As we head into a new year, there are a number of factors which are likely to impact the amount of work on offer in our region and the resultant profitability of the general building contracting fraternity says Allen Bodill, Executive Director at the Master Builders Association of the Western Cape (MBAWC).
Election apprehension: Chief amongst the factors impacting the industry is the level of confidence in the months leading up to the general election in May. Like previous cycles in the run up to elections, many businesses and private individuals adopt a ‘wait and see’ attitude, leading to a general slump in demand for construction services.
Tightened belts: The increase in the interest and VAT rates in 2018 has also affected the consumer’s ability to purchase or build new properties or to renovate and improve their existing homes. In addition the threat of possible further downgrades by the international credit rating agencies which would bring increased risk of further interest-rate rises, which will further affect a financially stretched and indebted consumer base.
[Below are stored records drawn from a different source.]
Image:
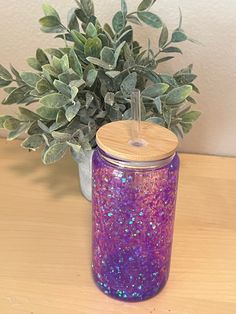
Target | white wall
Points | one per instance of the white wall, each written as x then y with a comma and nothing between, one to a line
211,22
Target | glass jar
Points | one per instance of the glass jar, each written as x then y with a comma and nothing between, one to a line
133,220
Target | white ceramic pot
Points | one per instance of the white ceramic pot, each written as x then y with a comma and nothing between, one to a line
84,161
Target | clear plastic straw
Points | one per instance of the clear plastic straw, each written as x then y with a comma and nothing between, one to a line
136,115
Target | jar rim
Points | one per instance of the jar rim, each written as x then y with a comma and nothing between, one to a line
135,164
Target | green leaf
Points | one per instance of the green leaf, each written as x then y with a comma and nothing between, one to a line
50,11
144,5
75,63
163,37
62,88
178,36
107,55
54,100
54,153
11,123
118,22
133,19
183,110
185,78
81,15
172,49
56,64
168,79
79,39
99,63
43,86
28,115
54,52
88,7
47,68
150,19
191,116
34,64
5,74
191,100
129,83
91,77
155,90
33,142
16,96
77,83
74,92
41,57
4,83
34,129
65,63
91,30
29,78
156,120
113,74
8,90
75,148
178,95
180,19
186,127
118,52
93,47
124,8
72,20
164,59
157,102
72,111
17,132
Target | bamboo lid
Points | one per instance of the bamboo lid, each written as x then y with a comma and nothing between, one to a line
115,140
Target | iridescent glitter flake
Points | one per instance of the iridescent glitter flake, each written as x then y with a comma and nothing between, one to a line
133,217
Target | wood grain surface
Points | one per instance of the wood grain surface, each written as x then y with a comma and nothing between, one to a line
159,142
45,240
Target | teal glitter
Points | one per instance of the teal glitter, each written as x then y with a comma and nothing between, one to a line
133,216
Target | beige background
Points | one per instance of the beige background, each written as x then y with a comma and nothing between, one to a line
211,22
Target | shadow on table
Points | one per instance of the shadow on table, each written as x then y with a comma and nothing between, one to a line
60,178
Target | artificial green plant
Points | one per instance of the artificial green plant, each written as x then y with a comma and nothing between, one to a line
88,82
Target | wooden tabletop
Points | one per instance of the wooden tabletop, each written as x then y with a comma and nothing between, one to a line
45,240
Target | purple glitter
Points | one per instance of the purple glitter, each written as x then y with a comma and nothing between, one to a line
133,220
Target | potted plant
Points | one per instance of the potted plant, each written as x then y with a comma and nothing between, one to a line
88,82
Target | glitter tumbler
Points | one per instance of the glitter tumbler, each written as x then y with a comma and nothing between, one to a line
133,199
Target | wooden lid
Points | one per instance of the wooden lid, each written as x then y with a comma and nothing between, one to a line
114,139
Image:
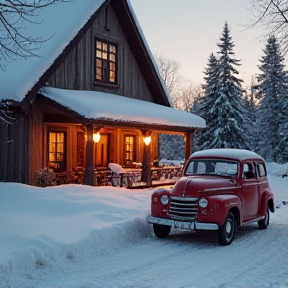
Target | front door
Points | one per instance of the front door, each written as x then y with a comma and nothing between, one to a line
250,191
57,150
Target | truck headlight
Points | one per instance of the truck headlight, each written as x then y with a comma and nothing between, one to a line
164,199
203,202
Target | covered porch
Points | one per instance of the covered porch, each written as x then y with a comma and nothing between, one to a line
86,134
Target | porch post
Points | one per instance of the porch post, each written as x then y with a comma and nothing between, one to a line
188,137
146,169
89,167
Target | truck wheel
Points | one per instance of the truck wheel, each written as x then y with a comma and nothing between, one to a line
263,224
161,231
226,232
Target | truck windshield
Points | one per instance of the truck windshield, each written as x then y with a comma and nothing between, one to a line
212,167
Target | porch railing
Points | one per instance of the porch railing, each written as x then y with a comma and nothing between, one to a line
129,177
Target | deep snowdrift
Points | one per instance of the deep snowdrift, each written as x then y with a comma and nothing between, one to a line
45,230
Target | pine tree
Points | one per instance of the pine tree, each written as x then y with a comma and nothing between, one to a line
222,105
206,103
250,108
272,112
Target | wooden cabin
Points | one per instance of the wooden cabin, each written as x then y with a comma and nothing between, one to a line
91,99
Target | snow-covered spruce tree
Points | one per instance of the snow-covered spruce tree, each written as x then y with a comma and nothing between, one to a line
205,104
272,111
250,108
222,106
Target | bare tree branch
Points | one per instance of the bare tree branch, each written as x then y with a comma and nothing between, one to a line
272,15
13,40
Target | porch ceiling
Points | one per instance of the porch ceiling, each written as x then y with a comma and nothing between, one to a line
105,108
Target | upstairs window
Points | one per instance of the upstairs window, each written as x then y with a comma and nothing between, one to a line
106,62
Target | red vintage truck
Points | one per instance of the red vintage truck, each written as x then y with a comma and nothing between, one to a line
220,189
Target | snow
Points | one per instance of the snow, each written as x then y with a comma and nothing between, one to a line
81,236
98,105
20,74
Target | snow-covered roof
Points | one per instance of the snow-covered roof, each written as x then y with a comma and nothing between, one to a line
237,154
19,75
105,106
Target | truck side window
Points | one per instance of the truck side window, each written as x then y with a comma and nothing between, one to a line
248,171
261,169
Property market correction: A correction in the local residential rental market has also seen significant pressure on achievable rentals of both freestanding homes and apartments, which has led to a rethink amongst developers, as well as ‘buy-to-let’ investors in this market segment. Supply of well-positioned residential apartments, in particular, looks set to exceed demand in the coming months, putting further downward pressure on developers’ and investors’ returns. This has been exacerbated by the increasing cost of utilities.
In the commercial sector, increased online shopping is likely to affect demand for further new retail space, which will likely impact the amount of work available for new commercial building and its associated new tenant installation work.
The rapid advance in computerised technology has also served to disrupt the demand for commercial office space by enabling employees to work remotely, reducing the demand for traditional office environments – a trend likely to escalate going forward.
Many of the abovementioned factors are also an issue for the industrial market, with demand for new factory and warehousing space primarily being driven by the state of the economy.
No-go from Government: It also appears likely that the National and Local Government departments will be cautious about putting out new construction works in the current economic climate. Reduced activity from this sector is likely to lead to contracting firms traditionally engaged in this market space turning their attention to other sectors.
“Taking these factors into account, the local construction contracting market will likely need to hunker down for at least the first half of this year. The prevailing market conditions will also need to be considered during the negotiations around the new collective wage agreement for the formal building industry in our region which are currently underway, with the new agreement due to come into force on 1st November 2019. However, a ‘silver lining’ exists for those developers and investors who have the courage to commit to projects in this depressed climate, as they are likely to get exceptionally competitive prices from the entire construction supply chain. The MBAWC will also continue to strive to assist its members wherever possible in these uncertain times,” concludes Bodill.